Não será, pois, com este fundamento, provido o recurso.

3.2.2. Relativamente à questão do conhecimento em sede de Oposição da arguição de nulidade da citação realizada em processo de execução, limitamo-nos a confirmar a decisão do tribunal a quo, por não ser minimamente discutível que essa arguição tem, antes de mais, que ser suscitada junto do órgão de execução fiscal, a quem compete, num primeiro momento, dela conhecer e decidir e, só após essa decisão, sendo desfavorável ao arguente, pode ser submetida em juízo, por meio de reclamação do acto do Chefe prevista e regulamentada nos artigos 276.º e seguintes do CPPT. É este entendimento que se mostra firmado em múltiplos acórdãos desta Secção, incluindo em formação de Pleno, remetendo-se as partes, nesta parte, para o acórdão de 2 de Abril de 2014, proferido no processo 247/14, integralmente disponível em www.dgsi.pt, por neste ter sido realizado uma lista amplíssima dos arestos que sobre esta matéria, e sempre no mesmo sentido, foram proferidos até àquela data, sendo que, até hoje, essa jurisprudência não sofreu qualquer alteração.

Improcedem, pois, também nesta parte, as alegações da Recorrente e, com ela, se conclui pelo naufrágio total da pretensão recursória.

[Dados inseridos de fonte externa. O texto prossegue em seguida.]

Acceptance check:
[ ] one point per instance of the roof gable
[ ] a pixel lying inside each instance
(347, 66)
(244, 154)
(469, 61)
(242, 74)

3.3. As custas serão suportadas pela Recorrente, integralmente vencida (artigo 527.º, n.ºs 1 e 2 do CPC, aplicável ex vi artigo 281.º do CPPT).

4. DECISÃO

Termos em que, acordam os Juízes que integram a Secção de Contencioso Tributário do Supremo Tribunal Administrativo, negar provimento ao recurso jurisdicional.

Custas pela Recorrente.

Registe e notifique.

Lisboa, 25 de Janeiro de 2023 – Anabela Ferreira Alves e Russo (relatora) – Nuno Filipe Morgado Teixeira Bastos – Gustavo André Simões Lopes Courinha.